Bisticci altoatesini per un caso di bandiere. La Svp (Südtiroler Volkspartei, partito popolare sudtirolese) non intende rinunciare alla rappresentanza dei cittadini di lingua tedesca e ha bisogno di qualche pretesto per ricompattarne le file. I partiti italiani hanno le stesse esigenze e devono fare altrettanto

Solo qualche giorno fa leggevo sul Corriere che, secondo lo scrittore Vassalli, dopo anni di incomprensioni in Sudtirolo, italiani e tedeschi sono oggi più vicini e se ne spiegava il motivo. 
La presa di posizione, invece, di rifiutare l’invito ad esporre la bandiera a mezz’asta per ricordare l’entrata in guerra dell’Italia nel 1915, ricordando tutti i morti di quel tragico evento; e la derisione degli alpini solo perché vorrebbero effettuare a Bolzano la loro adunata nel 2018, mettono fortemente in discussione quelle opinioni.
 Certo tutto sarebbe potuto apparire come una forte provocazione, ma lei non crede che i sudtirolesi, ivi compresi gli Schützen, abbiano perso un’occasione di un ulteriore avvicinamento all’Italia e alle sue istituzioni, e abbiano riacceso antichi antagonismi?

Attilio Venturi
attilio.venturi@libero.it

Caro Venturi,
Credo che Sebastiano Vassalli non abbia torto.

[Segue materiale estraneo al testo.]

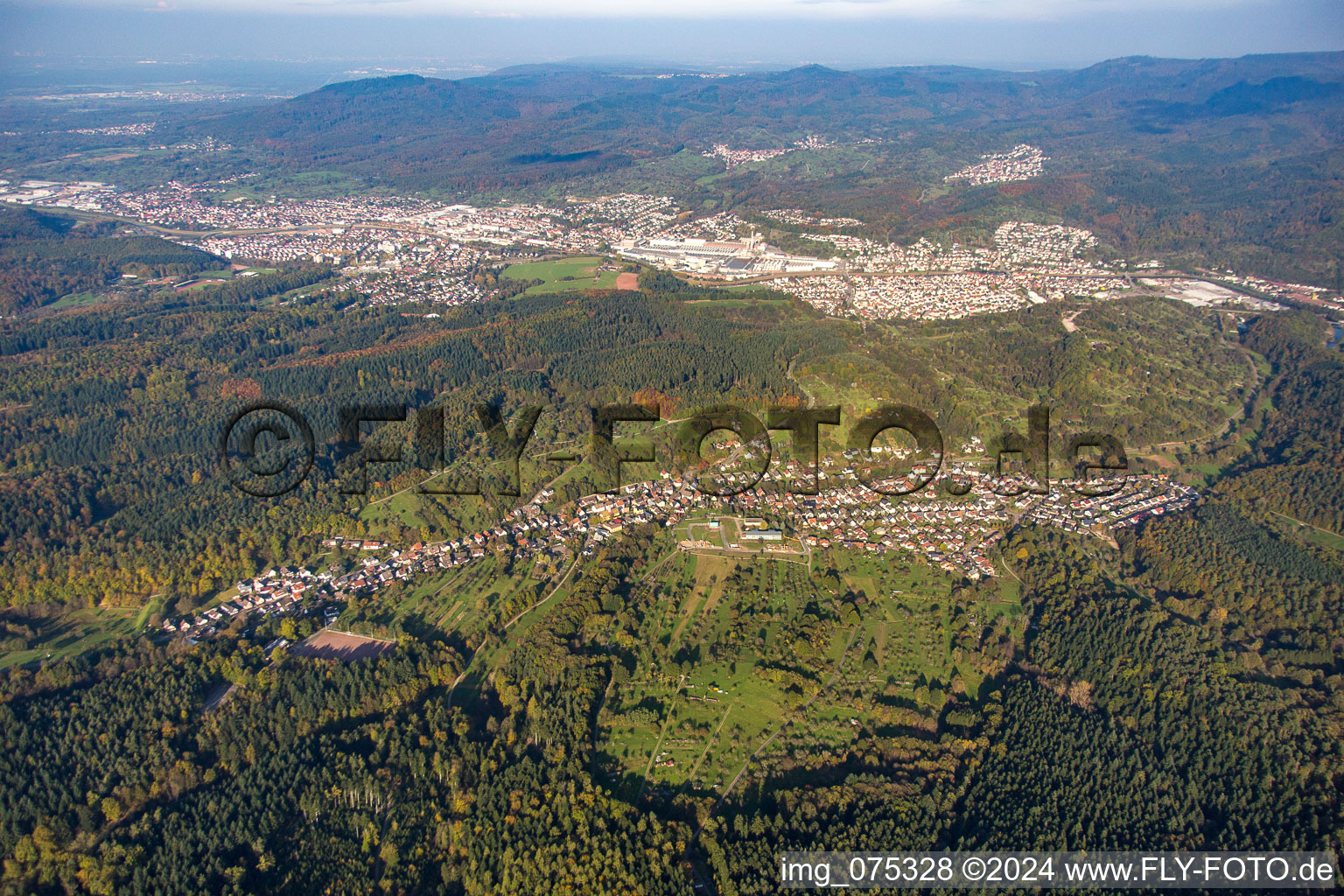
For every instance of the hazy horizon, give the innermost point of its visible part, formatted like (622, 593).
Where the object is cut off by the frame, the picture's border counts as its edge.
(843, 35)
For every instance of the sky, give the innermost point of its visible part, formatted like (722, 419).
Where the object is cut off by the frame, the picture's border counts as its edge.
(454, 37)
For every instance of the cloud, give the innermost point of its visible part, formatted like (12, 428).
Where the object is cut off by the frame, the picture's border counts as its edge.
(928, 10)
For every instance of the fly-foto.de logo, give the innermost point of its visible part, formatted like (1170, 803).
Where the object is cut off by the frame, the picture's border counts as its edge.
(268, 449)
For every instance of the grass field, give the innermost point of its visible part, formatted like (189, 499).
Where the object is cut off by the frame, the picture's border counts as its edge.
(80, 632)
(564, 274)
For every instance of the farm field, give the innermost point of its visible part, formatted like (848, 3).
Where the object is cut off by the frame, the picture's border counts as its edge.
(564, 274)
(745, 645)
(340, 645)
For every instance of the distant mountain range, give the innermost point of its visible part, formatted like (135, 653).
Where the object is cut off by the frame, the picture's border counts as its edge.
(1234, 161)
(544, 122)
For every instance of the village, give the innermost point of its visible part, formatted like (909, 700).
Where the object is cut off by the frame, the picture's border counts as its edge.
(953, 534)
(399, 250)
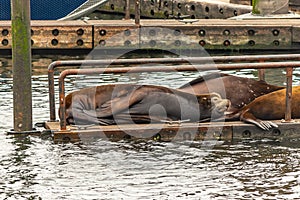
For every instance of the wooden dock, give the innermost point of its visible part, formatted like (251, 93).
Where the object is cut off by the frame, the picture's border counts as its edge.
(223, 131)
(219, 34)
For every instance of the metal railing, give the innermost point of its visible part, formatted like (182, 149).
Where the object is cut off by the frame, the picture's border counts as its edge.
(289, 65)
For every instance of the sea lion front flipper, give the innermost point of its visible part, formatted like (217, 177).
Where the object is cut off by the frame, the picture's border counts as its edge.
(119, 104)
(247, 116)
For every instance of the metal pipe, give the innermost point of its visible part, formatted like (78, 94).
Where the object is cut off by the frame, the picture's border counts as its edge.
(192, 60)
(21, 61)
(166, 69)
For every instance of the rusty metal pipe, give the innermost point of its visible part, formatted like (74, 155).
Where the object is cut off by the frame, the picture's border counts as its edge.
(169, 69)
(191, 60)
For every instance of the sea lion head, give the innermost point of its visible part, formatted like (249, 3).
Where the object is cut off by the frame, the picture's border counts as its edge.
(215, 104)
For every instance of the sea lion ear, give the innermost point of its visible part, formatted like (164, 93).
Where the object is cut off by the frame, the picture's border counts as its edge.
(215, 94)
(205, 101)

La soluzione costituzionale adottata per la provincia di Bolzano funziona ed è una delle più consultate da Paesi che hanno problemi analoghi. I criteri utilizzati per finanziare la Regione non piacciono a molti italiani, ma sono evidentemente graditi a bolzanini e trentini. A giudicare dai risultati elettorali le voci più radicali, come quella di Eva Klotz, rappresentano una modesta minoranza. Non credo che l’Austria voglia fare del Sudtirolo, ancora una volta, un caso internazionale. Trent’anni fa l’Ambasciatore austriaco a Bruxelles chiese confidenzialmente alla Nato se l’organizzazione avesse preso in esame, fra gli scenari immaginabili, la possibilità di un conflitto italo-austriaco per il Brennero. Non so quali fossero le sue istruzioni e le sue intenzioni, ma il quesito sembrava dimostrare che a Vienna lo stato dell’Alto Adige era ancora considerato precario. Oggi una tale ipotesi non verrebbe in mente a nessuno.
Eppure esiste ancora una certa separatezza che diventa in alcune circostanze particolarmente visibile. Se la politica italiana si fosse proposta l’assimilazione dei cittadini di lingua tedesca della provincia di Bolzano, dovremmo constatarne il fallimento. Ma non sembra che queste siano le intenzioni del governo di Roma. Gli Stati nazionali europei non sono più patrie semi-religiose, come negli anni che precedettero la grande rivoluzione generazionale del 1968; e il concetto di cittadinanza, a giudicare dal numero crescente delle doppie nazionalità, non è più quello di una volta. Se la Gran Bretagna non riesce ad anglicizzare gli scozzesi, la Spagna non riesce a «castiglianizzare» i catalani e la Francia non riesce a francesizzare i corsi, perché l’Italia dovrebbe avere maggiore fortuna con i sudtirolesi? Gli allogeni della provincia di Bolzano, come venivano chiamati in altri tempi, sanno che la loro identità non è minacciata dai connazionali di lingua italiana.
Come spiegare allora, caro Venturi, i fenomeni a cui lei allude nella sua lettera? Credo che obbediscano a una sorta di codice politico. La Svp (Südtiroler Volkspartei, partito popolare sudtirolese) non intende rinunciare alla rappresentanza dei cittadini di lingua tedesca e ha bisogno di qualche pretesto per ricompattarne le file. I partiti italiani hanno le stesse esigenze e devono fare altrettanto. Credo che le vicende citati nella sua lettera meritino il titolo di una commedia che Luigi Pirandello scrisse fra il 1917 e il 1918: «Ma non è una cosa seria».